Although he studied Art History at the Courtauld Institute, he decided to abandon his career to dedicate himself to writing. After writing several books on art, he published Andalusia, the first of the many books that he would dedicate to that region of Spain and the one he later chose to establish his residence, specifically in a small town in the province of Jaén called Frailes. . In The Factory of Light, Jacobs narrates what his first five years were like in that town of less than 2,000 inhabitants.
In 2003 he published Ghost Train Through the Andes, the story of his trip through Chile and Bolivia, recreating the love story of his grandparents, in the middle of a train trip through the Andes, the Antofagasta region. and Potosí.

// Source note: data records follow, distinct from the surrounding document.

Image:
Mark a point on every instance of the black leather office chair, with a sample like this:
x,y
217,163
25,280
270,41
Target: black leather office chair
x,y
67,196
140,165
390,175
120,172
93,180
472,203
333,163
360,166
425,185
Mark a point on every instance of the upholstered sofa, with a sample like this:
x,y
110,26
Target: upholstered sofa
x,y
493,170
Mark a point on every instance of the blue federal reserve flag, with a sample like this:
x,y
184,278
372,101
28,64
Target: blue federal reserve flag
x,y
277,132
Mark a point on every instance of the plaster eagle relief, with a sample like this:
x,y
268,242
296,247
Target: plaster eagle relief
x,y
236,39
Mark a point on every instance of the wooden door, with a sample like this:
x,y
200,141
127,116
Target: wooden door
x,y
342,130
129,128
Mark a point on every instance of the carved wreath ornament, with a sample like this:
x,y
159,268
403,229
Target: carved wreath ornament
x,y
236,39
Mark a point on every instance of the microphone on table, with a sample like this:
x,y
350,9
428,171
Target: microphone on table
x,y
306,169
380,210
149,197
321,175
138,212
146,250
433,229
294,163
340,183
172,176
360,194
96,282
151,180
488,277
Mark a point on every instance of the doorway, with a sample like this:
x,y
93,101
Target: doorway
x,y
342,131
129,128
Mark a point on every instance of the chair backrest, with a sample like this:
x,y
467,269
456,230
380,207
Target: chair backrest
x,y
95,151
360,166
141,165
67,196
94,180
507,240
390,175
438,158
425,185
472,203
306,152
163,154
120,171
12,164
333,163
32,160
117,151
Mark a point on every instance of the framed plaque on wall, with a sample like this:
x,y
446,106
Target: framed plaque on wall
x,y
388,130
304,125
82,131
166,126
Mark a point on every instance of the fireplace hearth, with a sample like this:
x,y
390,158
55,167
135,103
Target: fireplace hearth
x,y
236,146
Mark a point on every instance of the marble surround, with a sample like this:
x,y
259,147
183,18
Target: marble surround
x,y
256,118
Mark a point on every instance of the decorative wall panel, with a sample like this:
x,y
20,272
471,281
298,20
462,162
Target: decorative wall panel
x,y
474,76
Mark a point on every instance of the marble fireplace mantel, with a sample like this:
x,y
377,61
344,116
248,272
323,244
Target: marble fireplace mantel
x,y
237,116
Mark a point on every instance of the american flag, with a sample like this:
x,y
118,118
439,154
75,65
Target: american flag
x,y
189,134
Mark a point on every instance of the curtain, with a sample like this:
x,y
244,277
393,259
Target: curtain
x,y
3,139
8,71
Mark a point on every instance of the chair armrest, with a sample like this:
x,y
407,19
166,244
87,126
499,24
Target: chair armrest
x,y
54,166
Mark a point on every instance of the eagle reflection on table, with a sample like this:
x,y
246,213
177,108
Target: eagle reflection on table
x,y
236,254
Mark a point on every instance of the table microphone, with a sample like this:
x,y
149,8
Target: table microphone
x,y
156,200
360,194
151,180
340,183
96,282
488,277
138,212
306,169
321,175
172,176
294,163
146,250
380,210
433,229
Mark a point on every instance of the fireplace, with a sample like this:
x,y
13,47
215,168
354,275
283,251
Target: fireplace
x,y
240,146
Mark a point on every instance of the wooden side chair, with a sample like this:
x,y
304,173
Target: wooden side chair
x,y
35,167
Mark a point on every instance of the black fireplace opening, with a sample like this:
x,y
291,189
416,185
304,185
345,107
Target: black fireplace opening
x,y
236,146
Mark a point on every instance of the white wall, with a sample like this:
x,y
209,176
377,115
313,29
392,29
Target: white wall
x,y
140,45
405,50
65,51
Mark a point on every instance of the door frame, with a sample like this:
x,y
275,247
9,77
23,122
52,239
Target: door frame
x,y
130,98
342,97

But Michael Jacobs' charm for the Hispanic world was so great that the small town of Frailes became his Macondo, and perhaps that is why the day he met Gabo at a Hay Festival in Cartagena marked his life so much. who shared with him his memories of the Magdalena River, which Jacobs was obsessed with. That meeting with García Márquez motivated the Englishman to make a journey the following year along the most important river artery in Colombia, a trip that he recounted in The Thief of Memories, his latest book, where in addition to talking about the journey he makes a nostalgic remembrance of his relationship with his parents and his childhood.
Today Jacobs is a world reference when it comes to talking about travel journalism and his work is embedded in the canons of travel journalism. Michael Jacobs passed away in London on January 11, 2014, leaving behind an unrivaled and evocative legacy.